II. Imagine Photography Exploration (10 min)
Step 1:
Project the following photograph from Imagine:
Palestinians flee attack. Up to 1,500 Palestinians died in the Karantina massacre (an incident within the larger Lebanese civil war) by Christian Falangist gunmen. Beirut, Lebanon, 1976.
Credit: Don McCullin, Unreasonable Behaviour: The Updated Autobiography, London: Jonathan Cape, 2015
Step 2:
Examine the photograph above taken by Don McCullin during the Karantina massacre by Christian Falangist gunmen in Beirut, Lebanon, 1976. In 1976 a Christian militia attacked and evicted the Palestinian refugee population, killing 1,500, in what became known as the Karantina massacre. Think about the following:
● What do you notice?
● What questions do you have?
● For what or whom in this photograph do you feel empathy for or about?

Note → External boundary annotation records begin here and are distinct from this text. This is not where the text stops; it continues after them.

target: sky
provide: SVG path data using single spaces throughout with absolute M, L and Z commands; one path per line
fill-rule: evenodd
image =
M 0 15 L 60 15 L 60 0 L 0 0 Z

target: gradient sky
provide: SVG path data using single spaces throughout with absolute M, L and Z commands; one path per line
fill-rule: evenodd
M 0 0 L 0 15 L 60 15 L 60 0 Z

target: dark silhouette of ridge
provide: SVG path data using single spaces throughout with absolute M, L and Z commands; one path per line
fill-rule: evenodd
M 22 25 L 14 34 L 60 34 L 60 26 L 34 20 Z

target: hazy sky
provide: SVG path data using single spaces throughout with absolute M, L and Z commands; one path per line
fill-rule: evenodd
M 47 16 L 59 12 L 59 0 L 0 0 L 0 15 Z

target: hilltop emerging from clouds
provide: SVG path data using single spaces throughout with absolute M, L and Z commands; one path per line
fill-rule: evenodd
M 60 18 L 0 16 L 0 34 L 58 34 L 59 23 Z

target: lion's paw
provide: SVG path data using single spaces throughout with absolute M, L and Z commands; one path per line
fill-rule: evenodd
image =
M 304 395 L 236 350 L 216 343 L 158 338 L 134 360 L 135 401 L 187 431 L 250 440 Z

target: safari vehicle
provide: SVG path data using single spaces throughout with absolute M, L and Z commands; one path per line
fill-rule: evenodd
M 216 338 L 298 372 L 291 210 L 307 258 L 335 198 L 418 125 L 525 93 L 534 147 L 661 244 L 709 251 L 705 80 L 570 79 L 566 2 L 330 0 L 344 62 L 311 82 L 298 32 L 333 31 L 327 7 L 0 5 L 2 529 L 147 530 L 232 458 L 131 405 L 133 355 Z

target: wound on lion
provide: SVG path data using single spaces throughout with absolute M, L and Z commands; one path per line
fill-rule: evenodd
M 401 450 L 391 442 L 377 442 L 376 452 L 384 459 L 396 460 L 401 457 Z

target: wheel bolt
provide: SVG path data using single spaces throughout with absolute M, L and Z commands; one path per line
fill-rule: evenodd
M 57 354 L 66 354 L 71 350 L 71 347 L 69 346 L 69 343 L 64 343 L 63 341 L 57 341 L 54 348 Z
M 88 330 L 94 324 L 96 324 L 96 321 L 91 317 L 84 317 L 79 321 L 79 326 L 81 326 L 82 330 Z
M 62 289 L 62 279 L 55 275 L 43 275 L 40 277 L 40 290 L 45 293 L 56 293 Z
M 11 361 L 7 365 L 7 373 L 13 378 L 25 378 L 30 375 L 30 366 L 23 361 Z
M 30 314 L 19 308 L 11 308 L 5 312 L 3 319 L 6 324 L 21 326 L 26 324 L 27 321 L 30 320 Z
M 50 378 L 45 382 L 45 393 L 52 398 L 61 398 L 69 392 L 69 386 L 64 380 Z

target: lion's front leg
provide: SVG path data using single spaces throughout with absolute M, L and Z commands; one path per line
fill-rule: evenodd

III. Imagine excerpt by Robin Wright & Identity Activity (10 min)
Step 1:
Now, read the following excerpt from Imagine by Robin Wright to provide some context for the protracted and ongoing conflict in Lebanon:
“The 15-year conflict in Lebanon actually featured many wars. It erupted, on April 13, 1975, in a hail of bullets fired by a Christian militia and Palestinian gunmen in tit-for-tat ambushes. Most of the first victims were civilians shot while standing in front of a church or riding on a public bus. The war in the little Levantine country, which is about the size of Connecticut, eventually spilled across borders, then continents. More than a dozen local militias and the armies or interests of foreign governments on four continents were sucked into the strife. Like most conflicts, it proved easier to start than to stop.
The war had many messy layers. Among them, Christians were pitted against Muslims, Palestinians against Israelis, America’s Marines against Iran’s proxies, the West against the East, fascists against socialists, devout believers against stoic atheists. Over time, alliances fluctuated, enemies flipped. The war was full of contradictions. At some point, every major sect also fought its own brethren—just as bloodily—for turf or power. Lebanon’s graveyards (and some backyards) were filled with more than 100,000 war dead. A million people, roughly a quarter of the population, were displaced. As the economy deteriorated, Lebanon became the pirating capital of the world. The nation’s infrastructure—the electricity grid, water supply, and sewage system—collapsed in disrepair; it still hadn’t recovered three decades later.”
Step 2:
In the above excerpt we can see how identity politics create division and othering, while not only prohibiting peace, but fostering conflict and violence. While having certain identifying features to our lives is necessary to create a sense of community, we must be diligent not to allow those distinctive features of our identities to become weaponized as a means to otherize those outside of our cultural, religious, or ethnic norm.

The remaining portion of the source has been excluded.